There are times when I can’t believe I’m alive. Of coarse I don’t even want to be alive. I lay awake at night feeling sorry for being me. I want to message really my only friend and explain how sorry I am for being me. I’m not always sensitive, sometimes I’m too sensitive, I never feel like I’m just right in any given situation.
I feel like in my life no one has ever picked me first. No one has ever prioritized me. Well, at least not anyone who’s still alive. I think that has to say something about the kind of person I am. I’m no one’s best friend. I’m no ones favorite kid or grand kid. I’m no one’s favorite employee. I’m sub par at best.
It’s these lasting moments when I lay in bed at night thinking these things that I really know I want to die. But then, do I ever get what I want? I live in this world of things surrounding me that I don’t enjoy and I don’t want. I wish for things I can never have. Or at least seem impossible now. Happiness. Or any real feeling of joy or excitement.

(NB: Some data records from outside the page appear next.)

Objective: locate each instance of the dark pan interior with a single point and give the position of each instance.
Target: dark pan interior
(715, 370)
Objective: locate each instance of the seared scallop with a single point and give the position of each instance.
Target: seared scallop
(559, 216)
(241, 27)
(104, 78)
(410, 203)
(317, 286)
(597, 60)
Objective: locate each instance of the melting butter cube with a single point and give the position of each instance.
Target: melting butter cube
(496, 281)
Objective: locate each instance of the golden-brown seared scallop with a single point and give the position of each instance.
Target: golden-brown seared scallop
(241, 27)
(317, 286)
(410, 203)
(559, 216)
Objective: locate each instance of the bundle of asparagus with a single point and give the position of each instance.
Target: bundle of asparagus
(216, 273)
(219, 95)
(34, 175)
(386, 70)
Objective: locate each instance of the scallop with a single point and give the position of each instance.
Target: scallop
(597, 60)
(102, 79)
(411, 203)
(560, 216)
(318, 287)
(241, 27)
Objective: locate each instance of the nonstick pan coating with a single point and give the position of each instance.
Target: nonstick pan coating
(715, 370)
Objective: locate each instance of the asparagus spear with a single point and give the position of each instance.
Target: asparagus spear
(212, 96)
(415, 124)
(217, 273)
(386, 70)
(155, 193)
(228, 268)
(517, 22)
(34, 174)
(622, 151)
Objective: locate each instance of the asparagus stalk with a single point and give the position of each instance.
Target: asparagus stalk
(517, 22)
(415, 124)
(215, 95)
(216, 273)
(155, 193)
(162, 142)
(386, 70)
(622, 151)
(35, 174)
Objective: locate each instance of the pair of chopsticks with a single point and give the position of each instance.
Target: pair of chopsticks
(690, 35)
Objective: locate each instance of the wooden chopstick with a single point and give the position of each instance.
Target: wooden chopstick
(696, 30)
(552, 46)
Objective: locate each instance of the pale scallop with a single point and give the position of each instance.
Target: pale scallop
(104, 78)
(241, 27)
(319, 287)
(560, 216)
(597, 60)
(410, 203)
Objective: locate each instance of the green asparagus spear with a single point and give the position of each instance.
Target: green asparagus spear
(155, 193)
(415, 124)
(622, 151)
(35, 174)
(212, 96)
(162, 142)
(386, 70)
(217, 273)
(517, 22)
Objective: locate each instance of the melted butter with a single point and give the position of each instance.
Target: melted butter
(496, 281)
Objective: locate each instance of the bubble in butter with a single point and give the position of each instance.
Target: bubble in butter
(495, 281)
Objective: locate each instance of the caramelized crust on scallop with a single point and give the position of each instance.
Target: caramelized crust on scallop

I feel like I’m living life wrong, there must be something I can change to have feelings. I can’t even say I’m really suicidal. I don’t want to kill myself, I just want to die. I can’t even be suicidal right. What can I do right? I feel like all I ever do is ruin things or make others upset.
I recently learned in DBT that you can only be sorry when you break one of you own personal beliefs. But how can being myself be breaking one of my own personal beliefs? I know these things contradict yet I know what I’m feeling is sorry. Sorry I’m a bother, or too clingy, or loud, or quiet, or picky, sorry I’m me. How do I not feel this way anymore?